Enforcing diagnostic method patents in a world of patchwork protection – Landslide

Leah McGurn

Jan 11, 2023

Securing effective patent protection over inventive diagnostic methods continues to be a challenge in several jurisdictions around the world, particularly in the U.S. It will be important to follow unfolding legal developments for a better sense of which diagnostic methods are U.S. patent-eligible, suggests Vincent M. de Grandpré and Leah McGurn in their article published in Landslide by the American Bar Association.

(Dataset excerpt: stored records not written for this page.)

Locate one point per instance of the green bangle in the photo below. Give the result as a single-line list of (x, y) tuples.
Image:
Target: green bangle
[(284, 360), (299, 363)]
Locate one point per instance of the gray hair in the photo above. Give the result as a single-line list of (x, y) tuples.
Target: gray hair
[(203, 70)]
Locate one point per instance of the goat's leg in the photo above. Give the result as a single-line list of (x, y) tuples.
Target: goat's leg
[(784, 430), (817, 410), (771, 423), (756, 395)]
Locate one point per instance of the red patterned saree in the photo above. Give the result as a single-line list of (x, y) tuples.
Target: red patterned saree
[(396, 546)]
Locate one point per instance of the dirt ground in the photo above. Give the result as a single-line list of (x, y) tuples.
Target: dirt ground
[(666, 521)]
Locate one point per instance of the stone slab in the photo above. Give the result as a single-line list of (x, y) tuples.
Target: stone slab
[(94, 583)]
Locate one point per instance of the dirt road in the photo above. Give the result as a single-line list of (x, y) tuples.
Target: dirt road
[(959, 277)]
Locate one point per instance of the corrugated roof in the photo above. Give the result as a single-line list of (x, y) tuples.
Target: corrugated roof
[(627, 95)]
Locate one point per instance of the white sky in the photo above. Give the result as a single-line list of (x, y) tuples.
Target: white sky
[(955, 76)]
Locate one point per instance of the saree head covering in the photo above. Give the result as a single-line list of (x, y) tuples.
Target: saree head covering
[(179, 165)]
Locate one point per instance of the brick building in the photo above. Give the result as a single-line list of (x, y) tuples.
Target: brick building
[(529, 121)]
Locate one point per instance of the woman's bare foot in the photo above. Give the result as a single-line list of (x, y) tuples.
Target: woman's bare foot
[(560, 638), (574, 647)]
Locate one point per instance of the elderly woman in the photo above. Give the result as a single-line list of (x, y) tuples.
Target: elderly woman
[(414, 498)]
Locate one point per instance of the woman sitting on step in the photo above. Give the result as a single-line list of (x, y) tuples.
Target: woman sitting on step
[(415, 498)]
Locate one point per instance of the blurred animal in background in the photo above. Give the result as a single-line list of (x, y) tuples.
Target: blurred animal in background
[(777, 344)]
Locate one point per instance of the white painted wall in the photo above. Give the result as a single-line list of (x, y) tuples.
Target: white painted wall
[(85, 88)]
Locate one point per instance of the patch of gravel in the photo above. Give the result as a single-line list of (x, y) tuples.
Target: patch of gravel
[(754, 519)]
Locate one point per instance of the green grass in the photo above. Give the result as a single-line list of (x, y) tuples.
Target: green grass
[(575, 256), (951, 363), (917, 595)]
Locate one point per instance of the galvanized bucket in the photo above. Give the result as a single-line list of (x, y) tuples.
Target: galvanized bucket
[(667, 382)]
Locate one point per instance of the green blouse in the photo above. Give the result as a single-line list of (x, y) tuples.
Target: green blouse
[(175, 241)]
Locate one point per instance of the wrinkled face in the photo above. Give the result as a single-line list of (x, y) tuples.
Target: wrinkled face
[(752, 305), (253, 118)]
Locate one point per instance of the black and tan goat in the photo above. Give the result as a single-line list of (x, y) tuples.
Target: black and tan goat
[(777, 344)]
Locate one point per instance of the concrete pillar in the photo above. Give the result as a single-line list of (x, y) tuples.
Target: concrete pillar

Parallel U.S. and foreign cases illustrate how the validity and enforceability of diagnostic method patents in any jurisdiction may have implications around the world. For example, in the late 1990s, Sequenom, a company specializing in molecular diagnostics, developed a method for detecting fetal DNA in a maternal blood sample. The company filed international patent applications. In the U.S., the Federal Court held that the patent claims were “directed to” a natural phenomenon and that there was no inventive concept sufficient to transform the nature of the claim into a patent-eligible application. As a result, Sequenom’s patent claims were ruled invalid.

Under U.K. law, whether a diagnostic method is patentable subject matter turns on whether, as a matter of substance and not mere form, a claimed invention is a practical product or process rather than information about the natural. The U.K. court held that Sequenom’s patent was directed to patentable subject matter. The claims were not directed to information about the natural world, but rather to a detection method that did not exist in the natural world. Although Sequenom’s patent rights have not been litigated in Canada, a Canadian court might well look at the issues in a manner more similar to the U.K. rather than the U.S. approach.